One tourist described Philadelphia on her blog as “a small collection of Greco-Roman rubble in a town called Aleshehir. The ruins are so tiny they aren’t even marked on the map, but someone has planted lots of roses here, and it’s very pretty.
But it was not always like that. Twenty five miles south-east of Sardis, Philadelphia stood on a terrace 650 ft above the sea. Behind it are volcanic cliffs. (Bible Encyclopaedia.)
The name Philadelphia, brotherly love, is said to have been given to it in honour of Attalus II because of his loyalty to his elder brother, Eumenes II. The locality was subject to frequent earthquakes, and it was an expensive business rebuilding. (Smiths Bible Dictionary.)
In 17 AD the city was completely devastated by an earthquake and the city continued to suffer severe aftershocks for the next twenty years.
According to Ramsay in his Letter to the Seven churches…
Philadelphia was known to the whole world as the city of earthquakes, whose citizens for the most part lived outside, not venturing to remain in the town, and were always on the watch for the next great catastrophe. Those who knew it best were aware that its prosperity depended on the great road from the harbour of Smyrna to Phrygia and the East. Philadelphia, situated where this road is about to ascend by a difficult pass to the high central plateau of Phrygia, held the key and guarded the door. It was also of all the Seven Cities the most devoted to the name of the Emperors, and had twice taken a new title or epithet from the Imperial god, abandoning in one case its own ancient name.

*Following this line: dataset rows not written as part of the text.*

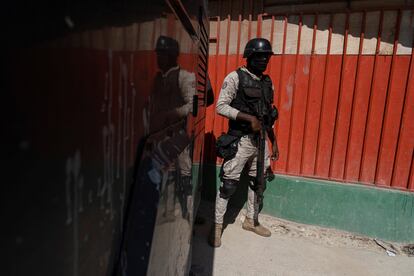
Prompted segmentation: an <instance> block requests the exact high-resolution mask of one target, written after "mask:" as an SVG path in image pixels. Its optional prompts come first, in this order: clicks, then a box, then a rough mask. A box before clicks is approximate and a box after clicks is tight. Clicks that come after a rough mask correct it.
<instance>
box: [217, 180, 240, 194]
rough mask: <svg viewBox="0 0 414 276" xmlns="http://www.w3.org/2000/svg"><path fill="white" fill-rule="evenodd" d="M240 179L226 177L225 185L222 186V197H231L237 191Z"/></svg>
mask: <svg viewBox="0 0 414 276" xmlns="http://www.w3.org/2000/svg"><path fill="white" fill-rule="evenodd" d="M237 184H239V181H238V180H232V179H224V180H223V186H222V187H220V197H221V198H224V199H228V198H230V197H231V196H232V195H233V194H234V192H236V189H237Z"/></svg>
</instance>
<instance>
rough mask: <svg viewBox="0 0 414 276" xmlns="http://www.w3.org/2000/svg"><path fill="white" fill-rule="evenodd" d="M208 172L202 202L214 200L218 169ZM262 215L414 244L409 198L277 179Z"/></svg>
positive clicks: (336, 183)
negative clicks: (265, 215)
mask: <svg viewBox="0 0 414 276" xmlns="http://www.w3.org/2000/svg"><path fill="white" fill-rule="evenodd" d="M204 172H205V173H204V187H203V189H204V198H206V199H209V200H214V196H215V191H216V189H217V187H218V186H219V183H220V181H219V179H218V173H219V167H216V166H214V165H207V166H206V167H205V171H204ZM241 186H246V184H244V185H241ZM240 195H241V194H240V193H238V195H237V194H236V195H235V196H239V197H240ZM242 200H245V198H244V199H242ZM263 212H264V213H266V214H269V215H272V216H276V217H279V218H283V219H287V220H291V221H296V222H300V223H306V224H313V225H320V226H325V227H331V228H336V229H341V230H346V231H350V232H354V233H359V234H363V235H367V236H370V237H375V238H380V239H384V240H388V241H396V242H413V241H414V193H410V192H404V191H398V190H390V189H382V188H377V187H368V186H364V185H358V184H344V183H338V182H333V181H323V180H316V179H309V178H302V177H290V176H285V175H276V177H275V179H274V180H273V181H272V182H270V183H268V185H267V190H266V192H265V199H264V206H263Z"/></svg>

In other research, which I did for Hold the Faith, part 1 in the Apostle John series, I discovered, and made part of the conversation, some further comment about the ‘key’ position and the effect it had on the brethren.
The Jews denounce us, as happens throughout most of the region. But it seems in this city, the members of our fellowship are among those who take the brunt of these claims.” He went on to explain about the Jews here.

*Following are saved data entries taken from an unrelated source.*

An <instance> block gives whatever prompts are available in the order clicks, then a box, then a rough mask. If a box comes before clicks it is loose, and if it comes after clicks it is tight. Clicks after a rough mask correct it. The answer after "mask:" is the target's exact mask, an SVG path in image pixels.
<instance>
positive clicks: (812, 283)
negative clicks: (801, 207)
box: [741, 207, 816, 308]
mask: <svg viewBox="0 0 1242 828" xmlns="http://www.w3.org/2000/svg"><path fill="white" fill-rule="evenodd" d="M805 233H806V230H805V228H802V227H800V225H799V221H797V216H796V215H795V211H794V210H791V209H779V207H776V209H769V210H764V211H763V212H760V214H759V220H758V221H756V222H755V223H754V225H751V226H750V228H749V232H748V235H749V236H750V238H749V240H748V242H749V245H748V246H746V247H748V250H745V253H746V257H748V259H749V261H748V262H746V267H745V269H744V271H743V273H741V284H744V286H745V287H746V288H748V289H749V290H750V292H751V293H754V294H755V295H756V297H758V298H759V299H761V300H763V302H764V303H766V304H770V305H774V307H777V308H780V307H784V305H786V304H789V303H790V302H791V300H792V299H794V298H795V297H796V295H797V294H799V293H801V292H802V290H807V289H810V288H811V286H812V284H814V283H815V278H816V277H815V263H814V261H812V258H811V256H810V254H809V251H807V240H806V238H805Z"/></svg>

“Probably because of the position of the city, guarding an important pass, and holding the ‘key’ as it were to the commerce between east and west, not to mention the north and south; they believe they are special. They believe they are the true people of God, and that makes them more determined to have no rivalry for the title.
Hold the Faith, Susan Preston, Amazon, http://tinyurl.com/cm8efvy
None of the churches in the Roman province of Asia Minor had an ‘easy’ time. Some suffered more in certain areas, but all had to make the same choices as we do today… obedience to what we believe, and submission to God.